During that campaign, Clement hammered Fisette (who by then had been in office for 16 years) and the all-Democratic County Board for excessive spending, ripping them for being out of touch with the needs of constituents.

As events would prove, Clement’s performance in 2013 served as the canary in the coal mine, a wake-up call for county Democrats – but one they did not heed. Their complacency cost them the following year, but more on that later.

In her early races, Clement had the support of the small Arlington Green Party, but the two later parted ways. In a case of “getting the band back together,” to borrow a “Blues Brothers” line, the Green Party this year endorsed her candidacy, largely based on her Missing Middle stance.

The Arlington County Republican Committee, which did not itself field a candidate, considered an endorsement in the race but opted against it.

Clement’s position on Missing Middle won some GOP supporters, but several of her other political positions that were at variance with Republican principles put the kibosh on any possible endorsement.

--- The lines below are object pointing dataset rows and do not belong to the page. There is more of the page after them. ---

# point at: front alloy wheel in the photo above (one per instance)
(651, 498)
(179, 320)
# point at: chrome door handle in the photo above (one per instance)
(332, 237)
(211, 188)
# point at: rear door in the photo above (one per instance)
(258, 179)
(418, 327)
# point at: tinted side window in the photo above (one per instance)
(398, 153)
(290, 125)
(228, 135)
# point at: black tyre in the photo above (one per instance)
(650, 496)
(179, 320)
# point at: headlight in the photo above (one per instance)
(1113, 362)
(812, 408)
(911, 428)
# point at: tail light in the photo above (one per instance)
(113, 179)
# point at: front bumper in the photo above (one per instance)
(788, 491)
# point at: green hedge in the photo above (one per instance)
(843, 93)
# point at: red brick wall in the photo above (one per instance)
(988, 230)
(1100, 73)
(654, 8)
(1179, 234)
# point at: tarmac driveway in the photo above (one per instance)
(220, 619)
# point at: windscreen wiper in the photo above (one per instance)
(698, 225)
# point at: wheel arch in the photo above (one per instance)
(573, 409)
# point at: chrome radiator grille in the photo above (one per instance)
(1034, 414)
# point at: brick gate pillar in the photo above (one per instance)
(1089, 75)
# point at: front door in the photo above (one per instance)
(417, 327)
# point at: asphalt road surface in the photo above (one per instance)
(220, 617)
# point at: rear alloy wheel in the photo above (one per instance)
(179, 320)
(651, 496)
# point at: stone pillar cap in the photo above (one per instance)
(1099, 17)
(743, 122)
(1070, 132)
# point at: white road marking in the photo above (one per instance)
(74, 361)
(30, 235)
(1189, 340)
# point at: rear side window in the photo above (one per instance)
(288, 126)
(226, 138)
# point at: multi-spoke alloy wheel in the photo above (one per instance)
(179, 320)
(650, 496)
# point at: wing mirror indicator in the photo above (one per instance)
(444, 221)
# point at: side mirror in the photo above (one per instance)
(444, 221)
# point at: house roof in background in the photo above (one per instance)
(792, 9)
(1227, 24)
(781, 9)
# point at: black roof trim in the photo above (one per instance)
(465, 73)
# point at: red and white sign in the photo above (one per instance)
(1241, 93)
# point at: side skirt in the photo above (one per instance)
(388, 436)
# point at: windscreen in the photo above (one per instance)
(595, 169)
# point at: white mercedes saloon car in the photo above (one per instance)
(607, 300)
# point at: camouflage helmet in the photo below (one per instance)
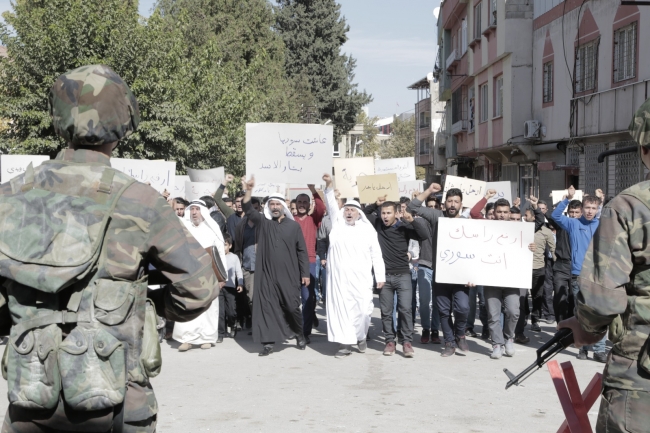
(91, 106)
(640, 125)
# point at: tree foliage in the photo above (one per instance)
(313, 32)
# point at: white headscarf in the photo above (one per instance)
(278, 197)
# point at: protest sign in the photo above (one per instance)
(473, 190)
(161, 175)
(378, 185)
(504, 190)
(558, 195)
(14, 165)
(210, 175)
(179, 186)
(196, 190)
(263, 189)
(288, 152)
(403, 167)
(484, 252)
(406, 189)
(346, 172)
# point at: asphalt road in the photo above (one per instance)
(230, 389)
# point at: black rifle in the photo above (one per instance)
(560, 341)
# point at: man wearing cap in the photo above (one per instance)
(92, 110)
(614, 292)
(353, 253)
(281, 268)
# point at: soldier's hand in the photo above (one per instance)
(580, 336)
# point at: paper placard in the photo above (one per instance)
(161, 175)
(484, 252)
(263, 189)
(14, 165)
(179, 186)
(403, 167)
(196, 190)
(557, 195)
(504, 190)
(346, 172)
(473, 190)
(288, 152)
(210, 175)
(378, 185)
(406, 189)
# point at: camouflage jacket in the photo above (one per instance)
(143, 230)
(615, 287)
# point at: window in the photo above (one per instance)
(477, 21)
(625, 53)
(498, 96)
(492, 13)
(483, 100)
(586, 64)
(472, 104)
(548, 82)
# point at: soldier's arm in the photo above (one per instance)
(181, 259)
(619, 241)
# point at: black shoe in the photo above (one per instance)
(266, 351)
(600, 357)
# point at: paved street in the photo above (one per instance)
(230, 389)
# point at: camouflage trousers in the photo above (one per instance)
(623, 411)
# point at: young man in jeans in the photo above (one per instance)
(394, 236)
(581, 231)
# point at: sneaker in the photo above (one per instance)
(449, 350)
(521, 339)
(184, 347)
(600, 357)
(407, 348)
(389, 350)
(462, 344)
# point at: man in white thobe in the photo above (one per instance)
(353, 253)
(204, 330)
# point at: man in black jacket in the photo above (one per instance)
(394, 236)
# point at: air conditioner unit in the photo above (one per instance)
(532, 129)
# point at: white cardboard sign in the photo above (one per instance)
(161, 175)
(484, 252)
(404, 168)
(288, 152)
(196, 190)
(406, 189)
(504, 190)
(210, 175)
(14, 165)
(473, 190)
(346, 171)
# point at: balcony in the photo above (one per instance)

Perhaps best known for her proliferation of campaign signage – albeit signage that always adheres to rules of the county government for placement on rights-of-way – Clement is making sure that drivers and pedestrians are aware of her stance by touting an anti-Missing Middle verbiage on signs.

Clement, who holds a Ph.D. in political science, has been on the Arlington ballot every year since 2011, when she made the first of what by 2022 are now 11 bids (10 general election, one special election) for County Board.

She’s also run for School Board twice, in 2014 and 2018, apparently having decided those years to leave the County Board race to Republican-leaning independent John Vihstadt, who in 2014 shocked the Democratic establishment by winning both a special election and the subsequent general election by riding a wave of dissatisfaction over the Arlington government’s gold-plated spending, best exemplified by the $350 million proposal to build a streetcar line along 5 miles of the Columbia Pike corridor.

Vihstadt’s victories in 2014 spelled doom for the streetcar, but Donald Trump’s election in 2016 curiously enough spelled doom for Vihstadt. When he next came before voters in 2018, Arlington Democrats marshaled all their forces to defeat him, selecting the largely unknown de Ferranti as their vehicle. De Ferranti won.

One of the raps on Clement, and one that seems to get under her skin, is that she has not built a fund-raising operation over her 13 bids for office. Having seen an opening this year, she was planning at least one announced fund-raiser.

Arlington’s Democrats, however, hold a huge institutional advantage in the lead-up to elections. In addition to their pre-election efforts, Democrats aim to have each of Arlington’s 54 voting precincts staffed throughout Nov. 8, a corps of 700 who will hand out sample ballots and otherwise entreat voters to support the party’s candidates.

The third candidate, Adam Theo, was largely unknown when he ran for office in the 2021 County Board race that was won by incumbent Democrat Takis Karantonis. Theo ran fourth in a field that also included Clement and Mike Cantwell, but said then that his 2021 run was merely to establish the groundwork for a 2022 return engagement.